On the other hand, Spain's economy is expected to deliver a standout performance in the second quarter, driven by robust consumer spending trends and a gradual recovery in corporate investment. Meanwhile, France's economy is also projected to show a relatively positive trajectory. However, its growth remains heavily reliant on increased corporate inventories, with actual domestic demand and trade continuing to act as drags on GDP. Based on this, we believe that the short-term strength of France's economy is unlikely to be sustained over the medium term.

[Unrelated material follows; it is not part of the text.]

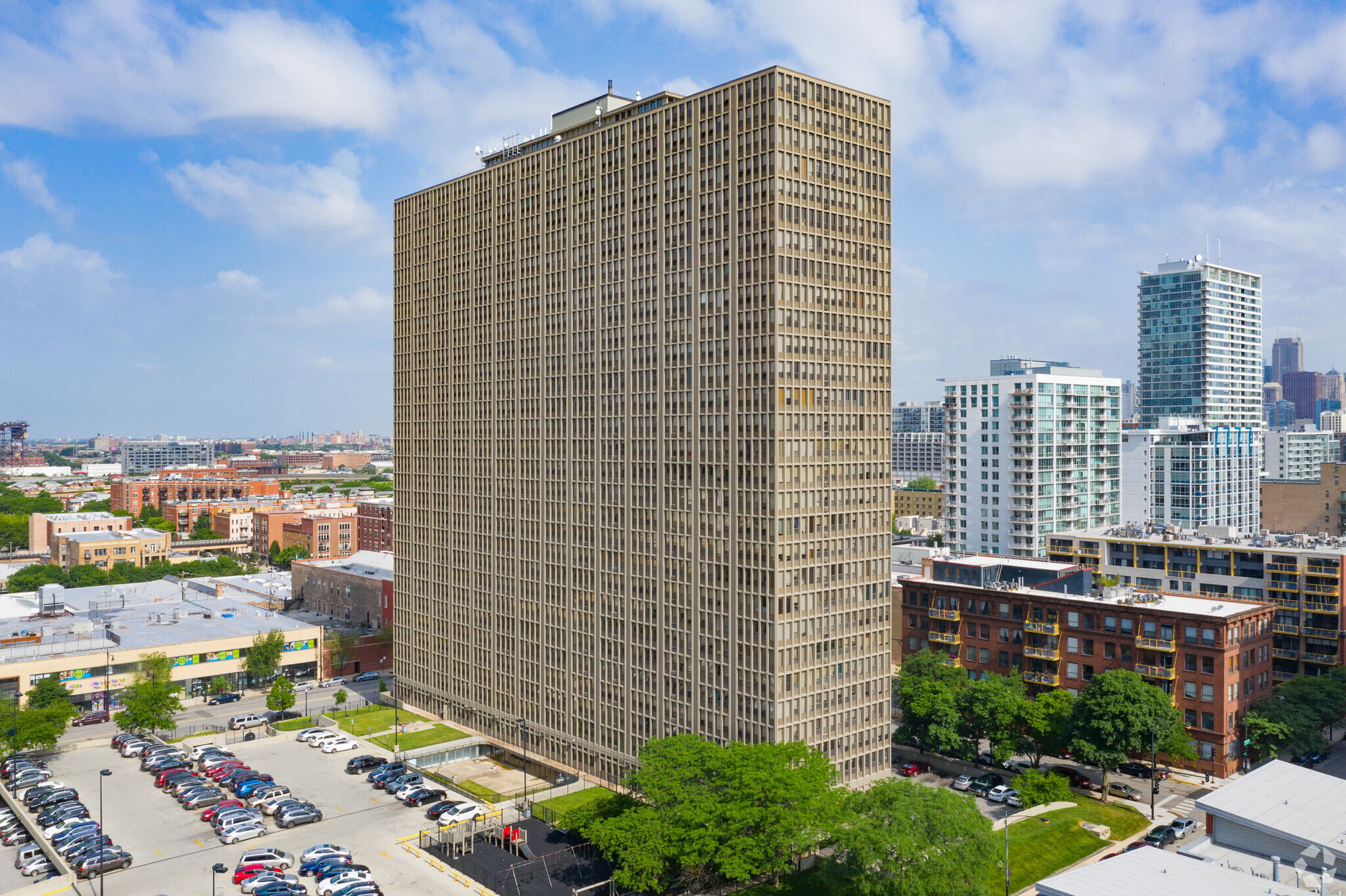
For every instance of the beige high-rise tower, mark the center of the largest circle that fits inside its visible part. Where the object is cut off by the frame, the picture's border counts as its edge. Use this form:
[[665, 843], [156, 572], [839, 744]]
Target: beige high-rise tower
[[642, 401]]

Looking ahead, the eurozone economy still faces the risk of a sustained downturn, with the core trigger being that tariff provisions in the new EU-U.S. trade agreement will weaken the export competitiveness of European enterprises. In the short term, such an impact may weigh on economic growth in European countries; in the medium to long term, it could further exacerbate the shift of European manufacturing to the U.S., becoming a drag on the prospects of Europe’s economy. Meanwhile, as the EU has pledged to increase investment in the U.S., the development of local industries and employment conditions in Europe may be negatively affected as a result.

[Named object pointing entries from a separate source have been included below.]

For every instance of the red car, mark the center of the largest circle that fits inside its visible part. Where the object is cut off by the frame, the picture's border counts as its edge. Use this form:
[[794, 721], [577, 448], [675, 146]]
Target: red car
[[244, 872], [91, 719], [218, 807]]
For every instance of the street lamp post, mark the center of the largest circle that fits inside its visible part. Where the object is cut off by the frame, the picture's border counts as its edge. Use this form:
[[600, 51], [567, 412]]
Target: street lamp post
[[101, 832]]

Figure 2: Eurozone Real GDP (%)
Source: Refinitiv, TradingKey
In light of a sluggish economic outlook and inflation remaining at relatively low levels (Figure 3), the European Central Bank (ECB) is anticipated to stick to a fairly loose monetary policy direction. Since it began cutting interest rates in June 2024, the central bank has so far lowered its policy rates by a cumulative 235 basis points (Figure 4). After the ECB opted to leave policy rates steady on 24 July, we conjecture that it will once again enter a phase of continuous rate cuts starting from September, and by the first half of 2026, the eurozone is set to see a low-interest-rate environment.
Figure 3: Eurozone CPI (%, y-o-y)
Source: Refinitiv, TradingKey
Figure 4: ECB Policy Rate (%)
Source: Refinitiv, TradingKey
In the foreign exchange market, since February this year, the US Dollar Index has come under pressure and declined due to the global trend of de-dollarisation, which in turn has driven the EUR/USD exchange rate to rise continuously. Looking ahead, as the slowdown in the eurozone's economic growth coincides with the ECB's ongoing interest rate cuts, forming a combined effect, we predict that the euro's upward momentum may weaken, and this currency pair will most likely enter a fluctuation range.